There has been millennia long strife and wars between tribes and nations because HUMAN BEINGS, like it or not, are innately prone to being quarrelsome and strife torn. It's not the fault of the nations that we are like that.
But Stirling expressed the same idea more pithily!
Ad astra! Sean
And some people think otherwise. Merely (re-)stating this does not get us anywhere.
Man makes his own history but not in circumstances of his own choosing.
Kaor, Paul!
Wanting human beings not being so prone to being quarrelsome, strife torn, warlike, etc., is nowhere good enough. Stubbornly refusing to face, and accept that, is a huge reason why so many "reformers" fail so often and catastrophically, from the French Revolution to our times.

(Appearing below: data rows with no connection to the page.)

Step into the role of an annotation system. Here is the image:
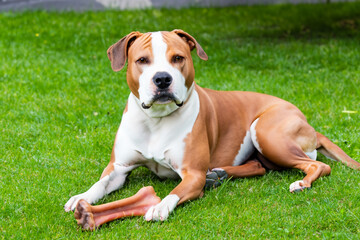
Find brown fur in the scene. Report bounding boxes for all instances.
[102,30,360,204]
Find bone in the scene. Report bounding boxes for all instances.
[74,186,161,231]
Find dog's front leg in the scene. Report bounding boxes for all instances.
[145,170,206,221]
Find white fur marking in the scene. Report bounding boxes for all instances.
[233,131,255,166]
[115,90,200,178]
[144,194,180,221]
[139,32,188,117]
[250,118,262,153]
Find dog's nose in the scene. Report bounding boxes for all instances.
[153,72,172,89]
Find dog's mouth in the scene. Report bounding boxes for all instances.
[141,91,184,109]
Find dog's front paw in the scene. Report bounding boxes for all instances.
[289,180,311,193]
[144,194,180,221]
[64,193,90,212]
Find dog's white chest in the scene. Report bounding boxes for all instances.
[115,90,200,177]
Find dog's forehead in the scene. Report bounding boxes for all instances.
[129,31,190,56]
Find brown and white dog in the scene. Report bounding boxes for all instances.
[65,30,360,221]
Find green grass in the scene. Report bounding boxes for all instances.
[0,3,360,239]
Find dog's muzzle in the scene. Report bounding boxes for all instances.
[141,72,184,109]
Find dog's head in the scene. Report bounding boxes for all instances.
[107,30,208,117]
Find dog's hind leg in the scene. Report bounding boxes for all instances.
[205,160,266,188]
[251,108,331,192]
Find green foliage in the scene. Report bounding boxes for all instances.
[0,3,360,239]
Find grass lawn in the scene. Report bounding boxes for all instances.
[0,2,360,239]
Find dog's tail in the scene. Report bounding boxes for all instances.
[316,132,360,170]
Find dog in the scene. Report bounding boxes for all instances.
[64,30,360,221]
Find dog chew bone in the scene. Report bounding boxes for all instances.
[74,186,161,231]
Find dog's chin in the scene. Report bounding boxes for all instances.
[141,93,184,109]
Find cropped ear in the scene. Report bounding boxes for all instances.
[172,29,208,61]
[107,32,142,72]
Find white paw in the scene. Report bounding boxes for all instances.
[144,194,180,221]
[289,180,309,192]
[64,193,91,212]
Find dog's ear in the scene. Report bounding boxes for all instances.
[172,29,208,61]
[107,32,141,72]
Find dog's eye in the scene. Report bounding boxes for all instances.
[172,55,184,63]
[136,57,149,64]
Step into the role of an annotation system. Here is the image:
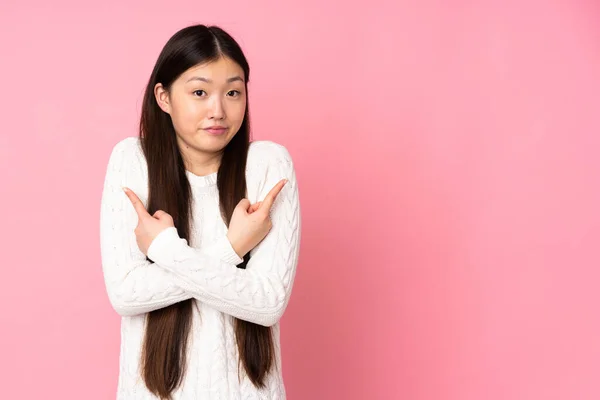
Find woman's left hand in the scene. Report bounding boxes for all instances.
[123,187,175,255]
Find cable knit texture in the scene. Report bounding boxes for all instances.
[100,137,301,400]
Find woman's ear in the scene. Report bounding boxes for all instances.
[154,83,171,114]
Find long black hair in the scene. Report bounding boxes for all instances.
[139,25,274,399]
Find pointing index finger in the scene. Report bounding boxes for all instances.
[260,179,288,210]
[123,187,150,218]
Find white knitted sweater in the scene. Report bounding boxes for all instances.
[100,137,301,400]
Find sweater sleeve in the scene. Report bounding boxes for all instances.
[100,137,243,316]
[148,145,301,326]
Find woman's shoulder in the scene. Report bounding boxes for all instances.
[108,136,148,182]
[112,136,142,156]
[247,140,292,167]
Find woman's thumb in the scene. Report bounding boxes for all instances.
[237,198,250,211]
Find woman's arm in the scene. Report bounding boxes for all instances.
[100,137,242,316]
[148,145,301,326]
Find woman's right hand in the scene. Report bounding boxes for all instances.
[227,179,287,258]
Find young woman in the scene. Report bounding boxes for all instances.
[100,25,301,400]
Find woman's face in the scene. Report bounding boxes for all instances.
[154,58,246,167]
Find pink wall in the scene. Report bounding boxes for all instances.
[0,0,600,400]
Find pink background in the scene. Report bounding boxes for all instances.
[0,0,600,400]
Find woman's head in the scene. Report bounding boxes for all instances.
[139,25,276,399]
[144,25,250,172]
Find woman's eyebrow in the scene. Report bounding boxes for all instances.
[185,76,244,83]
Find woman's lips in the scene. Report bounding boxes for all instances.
[204,128,227,135]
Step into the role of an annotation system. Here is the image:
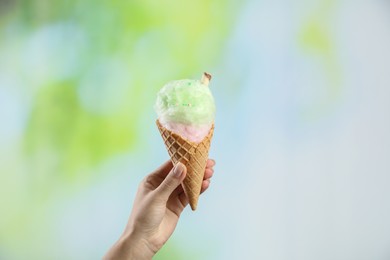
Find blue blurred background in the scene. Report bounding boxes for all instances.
[0,0,390,260]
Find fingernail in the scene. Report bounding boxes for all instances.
[173,162,184,179]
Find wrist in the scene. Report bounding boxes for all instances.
[103,234,156,260]
[120,233,156,260]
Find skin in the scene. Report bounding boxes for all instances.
[104,159,215,260]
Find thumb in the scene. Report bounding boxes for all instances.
[155,162,187,200]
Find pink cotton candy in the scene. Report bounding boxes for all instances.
[161,123,212,143]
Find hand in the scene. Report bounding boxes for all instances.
[104,159,215,259]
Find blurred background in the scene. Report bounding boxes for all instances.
[0,0,390,260]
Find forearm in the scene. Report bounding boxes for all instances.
[103,235,155,260]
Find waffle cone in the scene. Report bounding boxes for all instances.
[156,120,214,210]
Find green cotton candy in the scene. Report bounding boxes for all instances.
[155,79,215,125]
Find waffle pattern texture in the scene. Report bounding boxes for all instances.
[156,120,214,210]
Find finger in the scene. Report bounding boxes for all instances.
[155,162,187,201]
[206,159,215,168]
[151,160,173,178]
[179,179,210,208]
[203,169,214,180]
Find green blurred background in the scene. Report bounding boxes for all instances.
[0,0,390,260]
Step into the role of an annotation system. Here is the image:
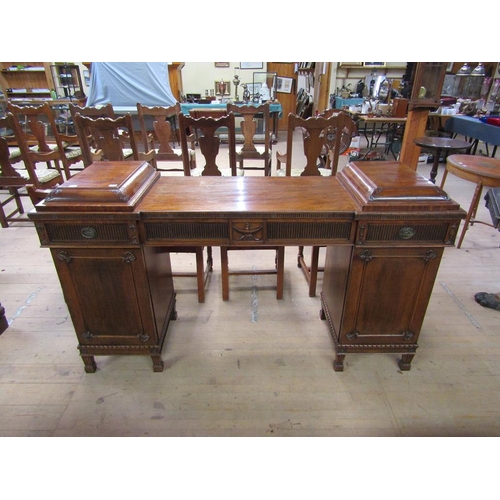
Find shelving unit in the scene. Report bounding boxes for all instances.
[335,62,406,94]
[50,63,85,100]
[0,62,54,101]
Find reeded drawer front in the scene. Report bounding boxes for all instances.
[37,221,139,246]
[231,220,266,244]
[142,220,229,244]
[356,221,457,245]
[267,220,353,243]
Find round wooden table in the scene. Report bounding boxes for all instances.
[441,155,500,248]
[413,137,472,184]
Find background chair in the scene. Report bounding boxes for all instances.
[227,103,272,175]
[75,113,154,166]
[137,103,196,172]
[7,103,64,190]
[179,113,237,176]
[0,117,28,227]
[7,102,83,179]
[7,102,83,179]
[281,110,355,297]
[69,102,116,167]
[0,113,64,228]
[179,112,285,300]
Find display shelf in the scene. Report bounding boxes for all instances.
[0,62,54,99]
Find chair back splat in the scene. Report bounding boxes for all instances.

Robespierre began as a well meaning idealist who became a blood drenched monster. And there has been too many like him since the Reign of Terror!
Ad astra! Sean
Sean,
Who just wants? The universe has changed from a quantum fluctuation to what we see now. Life has changed from a single self-replicating molecule to what we see now. The future, IF we survive, CAN be very different from everything that has gone before. No need to hoard or steal wealth when wealth is abundant. Most people most of the time tend to accept whatever social norm is presented to them and the norms can be very different. No need to scapegoat immigrants about economic shortages when there are no economic shortages. Think big. Think outside the box. Think like a science fiction writer who recognizes that technology and society change.
Paul.
Paul: you're right. Technology and society change.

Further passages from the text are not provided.